Profs and Pints DC presents: “A Guide to the Potomac’s Spring Life,” with T. Reid Nelson, assistant professor of fisheries ecology at George Mason University, and R. Christian Jones, professor and director of the university’s Potomac Environmental Research and Education Center.
Spring brings new life to the Potomac River, where conditions become ripe for the birth of many aquatic organisms and the arrival of migratory fish. Yet for many of us who look out over the river every day what happens beneath its surface remains a mystery.
Profs and Pints brings you a chance to become much more aware of the rich life in the Potomac with the help of two researchers devoted to studying its ecology.
The speakers will discuss both the fish species that migrate into the Potomac and how they’re drawn upstream to spawn and rear their young by longer days, warmer temperatures, and associated growth in phytoplankton and zooplankton populations. They’ll talk about why the Potomac and its freshwater, estuarine interface provides ideal springtime conditions for larval hatching and rearing. Partly using case studies from their own work on the tidal freshwater Potomac, they’ll tell you what ecological conditions produce ideal spawning and rearing habitats.
Then they’ll introduce you to the migratory fishes that can be found in the Potomac this time of year, including various types of river herring, shad, and sturgeon as well as striped bass and white perch. They’ll talk about drivers, benefits, and costs of these fishes’ amazing migrations, and they’ll fill you in on the fishes’ life histories and current population trends.
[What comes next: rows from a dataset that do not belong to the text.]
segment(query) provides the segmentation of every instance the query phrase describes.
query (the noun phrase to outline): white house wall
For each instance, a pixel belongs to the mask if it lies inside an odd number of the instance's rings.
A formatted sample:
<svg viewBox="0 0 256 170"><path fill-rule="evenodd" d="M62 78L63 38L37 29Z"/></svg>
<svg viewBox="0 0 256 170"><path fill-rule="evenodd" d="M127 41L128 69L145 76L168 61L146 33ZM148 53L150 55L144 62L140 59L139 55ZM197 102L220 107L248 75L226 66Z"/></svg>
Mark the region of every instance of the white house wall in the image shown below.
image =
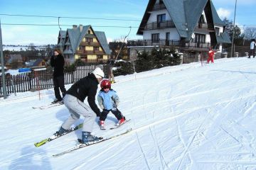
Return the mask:
<svg viewBox="0 0 256 170"><path fill-rule="evenodd" d="M156 22L157 21L157 16L164 14L164 13L166 14L166 21L172 20L170 15L169 14L167 10L163 9L163 10L152 12L150 14L150 16L149 18L148 23ZM166 33L170 33L170 40L180 40L180 35L176 28L166 28L166 29L161 29L161 30L143 30L143 39L144 40L151 40L151 34L159 33L160 40L166 40Z"/></svg>
<svg viewBox="0 0 256 170"><path fill-rule="evenodd" d="M166 14L166 20L171 20L170 15L169 14L166 9L154 11L150 14L148 23L156 22L157 16L161 14Z"/></svg>

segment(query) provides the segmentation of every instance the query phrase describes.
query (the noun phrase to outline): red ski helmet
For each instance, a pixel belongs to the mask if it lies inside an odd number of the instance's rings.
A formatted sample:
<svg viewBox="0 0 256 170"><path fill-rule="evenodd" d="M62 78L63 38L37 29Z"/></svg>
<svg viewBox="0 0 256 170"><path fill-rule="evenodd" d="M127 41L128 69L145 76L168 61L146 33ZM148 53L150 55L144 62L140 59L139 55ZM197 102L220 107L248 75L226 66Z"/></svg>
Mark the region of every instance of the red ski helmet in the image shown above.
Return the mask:
<svg viewBox="0 0 256 170"><path fill-rule="evenodd" d="M100 83L100 87L102 89L110 89L111 88L111 83L107 79L104 79Z"/></svg>

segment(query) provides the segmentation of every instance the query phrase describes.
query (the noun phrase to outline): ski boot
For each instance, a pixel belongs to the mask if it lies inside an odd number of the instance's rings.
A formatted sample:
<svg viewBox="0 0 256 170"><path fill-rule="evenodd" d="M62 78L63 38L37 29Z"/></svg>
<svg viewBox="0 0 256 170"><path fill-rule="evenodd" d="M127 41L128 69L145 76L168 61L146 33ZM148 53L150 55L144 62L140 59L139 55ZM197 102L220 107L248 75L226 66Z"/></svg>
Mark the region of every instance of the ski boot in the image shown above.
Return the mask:
<svg viewBox="0 0 256 170"><path fill-rule="evenodd" d="M100 120L100 128L101 130L105 130L105 128L104 127L104 120Z"/></svg>
<svg viewBox="0 0 256 170"><path fill-rule="evenodd" d="M55 99L53 101L52 101L52 104L58 103L58 102L61 101L62 100L59 100L58 98Z"/></svg>
<svg viewBox="0 0 256 170"><path fill-rule="evenodd" d="M60 136L63 135L64 134L65 134L67 132L69 132L69 131L70 131L70 130L65 130L65 129L63 129L62 127L60 127L60 130L58 131L57 131L55 133L54 133L53 135L50 137L50 139L53 140L53 139L57 138Z"/></svg>
<svg viewBox="0 0 256 170"><path fill-rule="evenodd" d="M102 137L98 137L97 136L92 135L89 132L82 131L82 140L80 140L79 142L82 144L88 144L95 143L102 139Z"/></svg>
<svg viewBox="0 0 256 170"><path fill-rule="evenodd" d="M120 119L120 120L118 121L117 125L117 126L119 126L119 125L121 125L122 124L124 124L124 123L125 123L125 117L123 117L122 119Z"/></svg>

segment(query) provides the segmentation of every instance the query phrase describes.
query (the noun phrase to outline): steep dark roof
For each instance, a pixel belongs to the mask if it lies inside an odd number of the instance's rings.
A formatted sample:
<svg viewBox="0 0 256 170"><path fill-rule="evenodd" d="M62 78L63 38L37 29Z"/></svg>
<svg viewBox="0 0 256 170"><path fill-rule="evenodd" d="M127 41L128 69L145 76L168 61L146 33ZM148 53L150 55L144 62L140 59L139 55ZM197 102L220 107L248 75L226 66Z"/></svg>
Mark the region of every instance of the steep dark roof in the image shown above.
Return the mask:
<svg viewBox="0 0 256 170"><path fill-rule="evenodd" d="M213 13L213 23L215 25L218 25L220 26L224 26L225 23L223 21L222 21L220 18L220 17L218 15L218 13L216 11L215 8L213 6L213 1L210 1L210 6L211 6L211 10L212 10L212 13Z"/></svg>
<svg viewBox="0 0 256 170"><path fill-rule="evenodd" d="M221 33L220 35L216 35L216 39L218 43L231 44L230 38L225 32Z"/></svg>
<svg viewBox="0 0 256 170"><path fill-rule="evenodd" d="M70 49L68 51L65 50L64 53L74 53L75 49L78 47L79 45L82 40L82 38L85 37L85 34L87 33L90 28L95 33L95 36L97 39L100 41L100 43L102 45L103 50L105 52L105 53L107 55L110 55L111 51L108 46L105 33L102 31L94 31L90 25L82 26L82 31L80 31L80 26L75 28L69 28L67 30L73 50Z"/></svg>
<svg viewBox="0 0 256 170"><path fill-rule="evenodd" d="M190 38L208 1L210 3L213 23L223 26L211 0L163 0L163 1L181 38ZM149 0L137 35L142 35L142 30L150 16L149 11L152 10L155 3L156 0Z"/></svg>
<svg viewBox="0 0 256 170"><path fill-rule="evenodd" d="M111 51L107 44L107 41L105 33L101 31L95 31L95 33L104 51L106 52L107 55L110 55Z"/></svg>

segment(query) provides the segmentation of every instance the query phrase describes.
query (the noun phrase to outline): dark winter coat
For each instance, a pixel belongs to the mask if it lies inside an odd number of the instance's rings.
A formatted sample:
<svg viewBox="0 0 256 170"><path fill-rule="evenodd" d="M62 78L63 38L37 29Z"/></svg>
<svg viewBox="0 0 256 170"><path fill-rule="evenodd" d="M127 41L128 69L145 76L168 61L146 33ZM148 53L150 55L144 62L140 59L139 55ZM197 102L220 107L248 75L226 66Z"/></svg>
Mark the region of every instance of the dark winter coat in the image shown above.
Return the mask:
<svg viewBox="0 0 256 170"><path fill-rule="evenodd" d="M82 102L85 101L85 98L87 97L90 107L97 115L100 115L100 110L95 103L95 96L98 84L99 82L95 76L90 73L87 76L80 79L72 85L70 89L67 91L66 94L76 97Z"/></svg>
<svg viewBox="0 0 256 170"><path fill-rule="evenodd" d="M64 57L61 55L53 55L50 57L50 66L54 68L53 77L64 76Z"/></svg>

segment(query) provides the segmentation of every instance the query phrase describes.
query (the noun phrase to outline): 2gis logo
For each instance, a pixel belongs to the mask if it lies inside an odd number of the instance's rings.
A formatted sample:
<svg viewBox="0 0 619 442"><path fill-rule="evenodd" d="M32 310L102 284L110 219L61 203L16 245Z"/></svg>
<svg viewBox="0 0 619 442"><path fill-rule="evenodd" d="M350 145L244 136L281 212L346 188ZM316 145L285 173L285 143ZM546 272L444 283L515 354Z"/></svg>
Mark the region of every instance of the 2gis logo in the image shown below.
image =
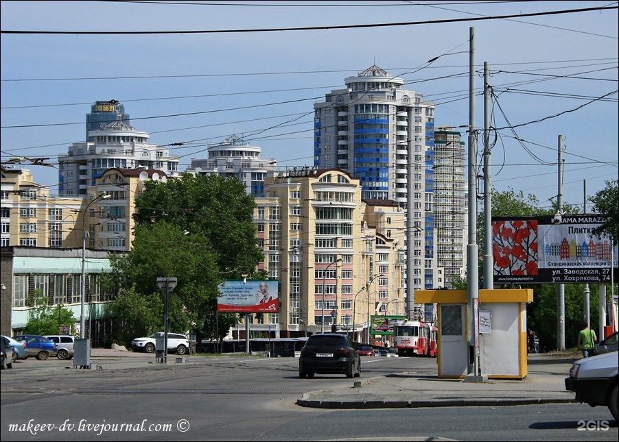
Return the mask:
<svg viewBox="0 0 619 442"><path fill-rule="evenodd" d="M579 421L579 431L607 431L609 428L608 421Z"/></svg>

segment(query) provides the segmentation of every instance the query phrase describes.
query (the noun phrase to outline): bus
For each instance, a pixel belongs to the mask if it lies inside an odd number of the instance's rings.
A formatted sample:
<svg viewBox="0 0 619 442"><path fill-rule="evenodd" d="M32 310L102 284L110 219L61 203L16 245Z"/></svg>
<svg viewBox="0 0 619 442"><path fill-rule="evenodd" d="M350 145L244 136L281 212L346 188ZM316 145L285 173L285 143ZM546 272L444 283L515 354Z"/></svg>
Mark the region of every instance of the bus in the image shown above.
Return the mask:
<svg viewBox="0 0 619 442"><path fill-rule="evenodd" d="M398 356L436 356L437 331L432 323L409 319L396 321L393 339Z"/></svg>

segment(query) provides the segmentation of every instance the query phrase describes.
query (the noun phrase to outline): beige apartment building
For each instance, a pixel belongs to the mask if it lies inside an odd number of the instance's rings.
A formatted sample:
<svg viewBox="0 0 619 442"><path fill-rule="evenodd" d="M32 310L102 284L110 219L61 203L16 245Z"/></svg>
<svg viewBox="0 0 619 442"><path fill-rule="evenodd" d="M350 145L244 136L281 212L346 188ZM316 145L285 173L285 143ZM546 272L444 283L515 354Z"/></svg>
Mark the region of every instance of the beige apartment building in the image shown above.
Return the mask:
<svg viewBox="0 0 619 442"><path fill-rule="evenodd" d="M166 179L161 171L109 169L86 199L54 198L25 169L3 167L3 245L80 248L85 230L89 249L129 250L135 197L145 181ZM253 334L336 330L385 343L369 336L369 324L374 316L405 315L405 209L362 199L359 180L337 169L277 172L264 188L255 199L259 269L279 282L280 308L251 317ZM57 242L53 232L62 234Z"/></svg>
<svg viewBox="0 0 619 442"><path fill-rule="evenodd" d="M81 247L76 225L85 199L50 195L49 188L35 182L25 169L3 166L0 173L2 247Z"/></svg>
<svg viewBox="0 0 619 442"><path fill-rule="evenodd" d="M336 169L266 180L255 223L260 268L279 281L280 310L264 315L263 327L281 337L345 331L378 344L369 336L371 317L405 314L406 212L393 201L362 200L361 188Z"/></svg>

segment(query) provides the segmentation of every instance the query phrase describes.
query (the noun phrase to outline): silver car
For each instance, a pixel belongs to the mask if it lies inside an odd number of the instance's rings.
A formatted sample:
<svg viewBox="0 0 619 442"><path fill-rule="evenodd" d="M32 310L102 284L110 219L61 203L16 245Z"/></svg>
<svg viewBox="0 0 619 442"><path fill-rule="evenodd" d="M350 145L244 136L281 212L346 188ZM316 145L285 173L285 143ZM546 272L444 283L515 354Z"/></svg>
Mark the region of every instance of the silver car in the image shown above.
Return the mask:
<svg viewBox="0 0 619 442"><path fill-rule="evenodd" d="M51 342L55 342L58 346L58 359L71 359L75 352L73 345L75 337L67 334L45 334L43 337L47 338Z"/></svg>

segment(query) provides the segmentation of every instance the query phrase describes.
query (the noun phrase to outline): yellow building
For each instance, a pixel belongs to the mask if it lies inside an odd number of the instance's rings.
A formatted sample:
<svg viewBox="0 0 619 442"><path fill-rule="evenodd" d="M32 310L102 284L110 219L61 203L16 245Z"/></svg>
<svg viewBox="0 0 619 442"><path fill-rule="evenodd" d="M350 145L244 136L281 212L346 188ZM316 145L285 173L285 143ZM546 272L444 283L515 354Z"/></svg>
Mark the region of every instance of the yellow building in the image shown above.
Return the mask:
<svg viewBox="0 0 619 442"><path fill-rule="evenodd" d="M404 315L402 208L362 200L359 180L340 169L287 171L265 181L265 194L259 269L279 281L280 310L254 323L281 337L337 330L365 341L371 316Z"/></svg>
<svg viewBox="0 0 619 442"><path fill-rule="evenodd" d="M1 167L1 246L81 247L81 197L50 196L25 169Z"/></svg>
<svg viewBox="0 0 619 442"><path fill-rule="evenodd" d="M135 197L141 195L148 180L165 182L167 176L159 170L141 169L106 169L89 188L91 195L106 195L88 210L86 223L89 249L128 251L133 241Z"/></svg>

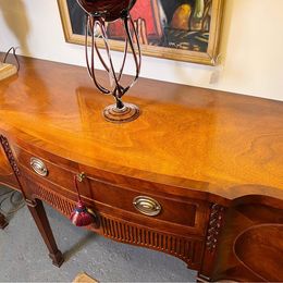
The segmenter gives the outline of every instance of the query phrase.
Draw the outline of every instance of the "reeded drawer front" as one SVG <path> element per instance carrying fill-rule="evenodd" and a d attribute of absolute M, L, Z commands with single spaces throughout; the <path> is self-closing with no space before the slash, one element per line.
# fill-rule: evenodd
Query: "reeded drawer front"
<path fill-rule="evenodd" d="M 52 186 L 60 186 L 64 190 L 72 193 L 72 198 L 75 197 L 75 188 L 73 179 L 78 173 L 78 170 L 73 168 L 61 168 L 37 155 L 17 149 L 17 161 L 20 165 L 25 168 L 25 171 L 30 172 L 30 177 L 36 182 L 51 182 Z M 50 184 L 50 187 L 52 187 Z M 60 187 L 57 192 L 60 192 Z M 140 223 L 148 223 L 155 226 L 155 223 L 162 230 L 171 232 L 179 231 L 173 225 L 182 225 L 189 233 L 205 235 L 205 218 L 208 207 L 204 201 L 195 199 L 176 199 L 172 196 L 168 197 L 152 193 L 144 192 L 140 187 L 122 187 L 113 185 L 109 182 L 103 182 L 87 175 L 78 182 L 79 193 L 88 201 L 94 202 L 96 207 L 103 210 L 103 207 L 111 209 L 120 209 L 124 211 L 124 217 Z M 169 226 L 172 227 L 169 227 Z M 181 230 L 181 229 L 180 229 Z"/>

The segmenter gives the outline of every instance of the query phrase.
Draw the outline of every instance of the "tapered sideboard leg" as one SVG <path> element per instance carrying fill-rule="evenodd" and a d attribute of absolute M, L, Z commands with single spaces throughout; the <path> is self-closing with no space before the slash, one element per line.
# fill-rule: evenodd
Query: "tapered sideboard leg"
<path fill-rule="evenodd" d="M 8 225 L 8 222 L 5 220 L 5 217 L 0 213 L 0 229 L 4 229 Z"/>
<path fill-rule="evenodd" d="M 57 267 L 60 267 L 63 263 L 64 259 L 62 253 L 57 247 L 56 239 L 50 227 L 48 218 L 46 216 L 42 201 L 36 199 L 35 201 L 33 201 L 33 205 L 27 204 L 27 206 L 47 245 L 49 257 L 52 259 L 52 263 Z"/>

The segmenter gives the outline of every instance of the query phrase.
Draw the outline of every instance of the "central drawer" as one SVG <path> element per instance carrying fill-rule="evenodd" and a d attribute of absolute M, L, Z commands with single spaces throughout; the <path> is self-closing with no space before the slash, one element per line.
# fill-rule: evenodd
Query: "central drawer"
<path fill-rule="evenodd" d="M 54 163 L 58 160 L 46 160 L 38 152 L 33 155 L 19 147 L 16 157 L 20 167 L 29 179 L 48 186 L 49 189 L 54 188 L 59 194 L 64 193 L 72 200 L 76 198 L 74 176 L 79 172 L 78 165 L 63 162 L 59 162 L 58 165 Z M 107 210 L 108 213 L 110 211 L 124 220 L 159 227 L 162 231 L 174 233 L 186 231 L 189 235 L 205 236 L 208 206 L 202 200 L 183 199 L 182 196 L 155 192 L 155 186 L 152 190 L 144 190 L 142 181 L 140 186 L 121 186 L 88 175 L 87 172 L 85 179 L 77 182 L 77 185 L 83 199 L 93 204 L 98 212 Z"/>

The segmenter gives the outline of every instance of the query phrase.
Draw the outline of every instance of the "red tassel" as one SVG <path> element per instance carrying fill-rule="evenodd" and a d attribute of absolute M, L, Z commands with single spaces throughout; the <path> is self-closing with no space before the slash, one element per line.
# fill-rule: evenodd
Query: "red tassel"
<path fill-rule="evenodd" d="M 88 209 L 81 199 L 78 192 L 76 176 L 74 177 L 74 185 L 78 196 L 78 202 L 76 204 L 73 212 L 71 213 L 70 220 L 76 226 L 87 226 L 96 223 L 96 214 L 93 210 Z"/>
<path fill-rule="evenodd" d="M 74 211 L 71 213 L 70 220 L 76 226 L 87 226 L 95 222 L 95 216 L 88 212 L 87 207 L 78 200 Z"/>

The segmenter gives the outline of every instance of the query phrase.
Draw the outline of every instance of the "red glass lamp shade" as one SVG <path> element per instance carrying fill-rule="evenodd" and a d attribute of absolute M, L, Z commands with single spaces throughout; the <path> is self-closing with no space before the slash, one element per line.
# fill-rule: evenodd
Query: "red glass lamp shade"
<path fill-rule="evenodd" d="M 88 14 L 112 22 L 125 17 L 136 0 L 77 0 L 77 2 Z"/>

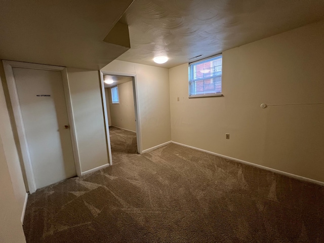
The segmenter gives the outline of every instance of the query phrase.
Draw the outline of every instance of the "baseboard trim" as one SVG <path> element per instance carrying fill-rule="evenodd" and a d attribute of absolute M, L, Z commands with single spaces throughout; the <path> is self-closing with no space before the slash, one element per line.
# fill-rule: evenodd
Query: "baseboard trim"
<path fill-rule="evenodd" d="M 133 132 L 133 133 L 136 133 L 136 132 L 135 131 L 130 130 L 129 129 L 126 129 L 126 128 L 119 128 L 119 127 L 116 127 L 115 126 L 110 126 L 110 127 L 113 127 L 114 128 L 119 128 L 119 129 L 123 129 L 123 130 L 129 131 L 130 132 Z"/>
<path fill-rule="evenodd" d="M 85 171 L 84 172 L 82 172 L 81 175 L 84 176 L 85 175 L 87 175 L 87 174 L 92 173 L 95 171 L 99 171 L 99 170 L 101 170 L 102 169 L 104 169 L 106 167 L 108 167 L 110 165 L 109 165 L 109 164 L 107 164 L 106 165 L 104 165 L 103 166 L 101 166 L 98 167 L 96 167 L 95 168 L 92 169 L 91 170 L 89 170 L 89 171 Z"/>
<path fill-rule="evenodd" d="M 24 202 L 24 207 L 22 208 L 22 212 L 21 213 L 21 218 L 20 221 L 22 224 L 24 224 L 24 219 L 25 218 L 25 213 L 26 212 L 26 207 L 27 207 L 27 201 L 28 199 L 28 193 L 26 192 L 26 195 L 25 196 L 25 201 Z"/>
<path fill-rule="evenodd" d="M 157 148 L 160 148 L 161 147 L 163 147 L 164 146 L 166 145 L 167 144 L 169 144 L 169 143 L 171 143 L 172 142 L 172 141 L 169 141 L 169 142 L 167 142 L 166 143 L 161 143 L 161 144 L 159 144 L 158 145 L 154 146 L 154 147 L 152 147 L 151 148 L 148 148 L 147 149 L 145 149 L 142 151 L 142 153 L 147 153 L 148 152 L 150 152 L 151 151 L 154 150 Z"/>
<path fill-rule="evenodd" d="M 247 161 L 242 160 L 241 159 L 238 159 L 235 158 L 232 158 L 232 157 L 223 155 L 223 154 L 220 154 L 219 153 L 214 153 L 214 152 L 211 152 L 210 151 L 205 150 L 205 149 L 201 149 L 201 148 L 196 148 L 195 147 L 192 147 L 192 146 L 187 145 L 186 144 L 183 144 L 182 143 L 178 143 L 177 142 L 172 141 L 171 142 L 172 143 L 174 143 L 175 144 L 177 144 L 180 146 L 183 146 L 184 147 L 187 147 L 187 148 L 195 149 L 196 150 L 199 150 L 199 151 L 201 151 L 201 152 L 205 152 L 205 153 L 210 153 L 211 154 L 213 154 L 214 155 L 219 156 L 219 157 L 222 157 L 224 158 L 227 158 L 228 159 L 230 159 L 231 160 L 234 160 L 236 162 L 238 162 L 239 163 L 244 164 L 245 165 L 248 165 L 249 166 L 253 166 L 254 167 L 256 167 L 257 168 L 262 169 L 263 170 L 265 170 L 266 171 L 271 171 L 271 172 L 274 172 L 275 173 L 279 174 L 280 175 L 282 175 L 284 176 L 286 176 L 289 177 L 297 179 L 297 180 L 300 180 L 301 181 L 306 181 L 307 182 L 311 182 L 312 183 L 320 185 L 321 186 L 324 186 L 324 182 L 322 182 L 321 181 L 316 181 L 316 180 L 307 178 L 307 177 L 304 177 L 303 176 L 298 176 L 297 175 L 294 175 L 293 174 L 289 173 L 288 172 L 285 172 L 284 171 L 279 171 L 278 170 L 276 170 L 275 169 L 272 169 L 269 167 L 266 167 L 265 166 L 260 166 L 260 165 L 257 165 L 256 164 L 252 163 L 251 162 L 248 162 Z"/>

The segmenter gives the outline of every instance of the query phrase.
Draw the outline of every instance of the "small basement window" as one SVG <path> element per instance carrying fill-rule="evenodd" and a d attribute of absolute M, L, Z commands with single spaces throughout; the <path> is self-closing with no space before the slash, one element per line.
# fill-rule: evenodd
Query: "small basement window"
<path fill-rule="evenodd" d="M 118 87 L 115 86 L 111 89 L 111 100 L 113 104 L 119 103 L 119 97 L 118 95 Z"/>
<path fill-rule="evenodd" d="M 222 54 L 189 64 L 189 98 L 222 95 Z"/>

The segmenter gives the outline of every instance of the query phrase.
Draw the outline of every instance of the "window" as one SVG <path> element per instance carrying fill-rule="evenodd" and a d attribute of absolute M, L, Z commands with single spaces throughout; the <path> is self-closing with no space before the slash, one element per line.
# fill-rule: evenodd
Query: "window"
<path fill-rule="evenodd" d="M 119 103 L 119 97 L 118 96 L 118 87 L 115 86 L 111 88 L 111 100 L 113 104 Z"/>
<path fill-rule="evenodd" d="M 189 63 L 189 97 L 222 95 L 222 54 Z"/>

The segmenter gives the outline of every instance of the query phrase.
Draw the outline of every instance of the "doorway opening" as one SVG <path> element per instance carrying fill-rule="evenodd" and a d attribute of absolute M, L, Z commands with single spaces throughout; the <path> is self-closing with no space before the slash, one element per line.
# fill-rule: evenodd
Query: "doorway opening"
<path fill-rule="evenodd" d="M 106 135 L 111 152 L 141 153 L 136 74 L 100 72 Z"/>

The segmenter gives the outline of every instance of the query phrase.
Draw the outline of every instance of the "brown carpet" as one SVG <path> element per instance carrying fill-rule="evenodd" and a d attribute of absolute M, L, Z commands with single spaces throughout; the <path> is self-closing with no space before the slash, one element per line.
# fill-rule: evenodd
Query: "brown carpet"
<path fill-rule="evenodd" d="M 27 241 L 324 241 L 323 187 L 172 144 L 113 159 L 30 195 Z"/>
<path fill-rule="evenodd" d="M 137 153 L 136 133 L 109 127 L 112 153 Z"/>

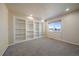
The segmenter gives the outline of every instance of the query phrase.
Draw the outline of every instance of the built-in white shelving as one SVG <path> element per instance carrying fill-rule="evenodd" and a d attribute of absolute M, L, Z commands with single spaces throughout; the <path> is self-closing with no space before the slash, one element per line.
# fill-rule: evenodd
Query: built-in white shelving
<path fill-rule="evenodd" d="M 20 42 L 26 39 L 25 20 L 15 17 L 14 19 L 14 42 Z"/>
<path fill-rule="evenodd" d="M 36 19 L 14 17 L 14 43 L 43 37 L 43 23 Z"/>

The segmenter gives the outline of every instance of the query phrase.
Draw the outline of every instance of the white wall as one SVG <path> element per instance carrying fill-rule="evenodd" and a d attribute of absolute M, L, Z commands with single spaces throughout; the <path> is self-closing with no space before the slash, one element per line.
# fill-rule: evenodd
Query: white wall
<path fill-rule="evenodd" d="M 47 37 L 79 45 L 79 11 L 48 20 L 47 23 L 58 19 L 62 20 L 61 32 L 49 32 L 47 26 Z"/>
<path fill-rule="evenodd" d="M 49 37 L 49 38 L 54 38 L 54 39 L 58 39 L 58 40 L 61 40 L 62 38 L 61 38 L 61 32 L 57 32 L 57 31 L 49 31 L 49 29 L 48 29 L 48 23 L 50 23 L 50 22 L 53 22 L 53 21 L 57 21 L 57 20 L 60 20 L 60 18 L 56 18 L 56 19 L 54 19 L 54 20 L 48 20 L 47 22 L 46 22 L 46 36 L 47 37 Z"/>
<path fill-rule="evenodd" d="M 8 10 L 0 3 L 0 55 L 3 55 L 8 47 Z"/>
Given this abundance of new life in the spring, non-migratory fishes also spawn in the river this time of year, and the speakers also will highlight some of these species. Finally, they’ll talk about the long-term, current, and future research that they have occurring at the Potomac Environmental Research and Education Center to ensure the persistence of these valuable aquatic resources.
To get to know Potomac River life any better you’d need to get very, very wet. (Advance tickets: $12. Doors: $15, save $2 with a student ID. Listed time is for doors. Talk starts 30 minutes later. Please allow yourself time to place any orders and get seated and settled in. Bring proof of vaccination and a mask as they may be required in response to local infection rates. The Bier Baron will be requiring event attendees to purchase a minimum of two items, which can be food or beverages, including soft drinks.)
Image: An H.L. Todd drawing of a hickory shad collected from the Potomac in 1880. U.S. National Museum / Wikimedia Commons.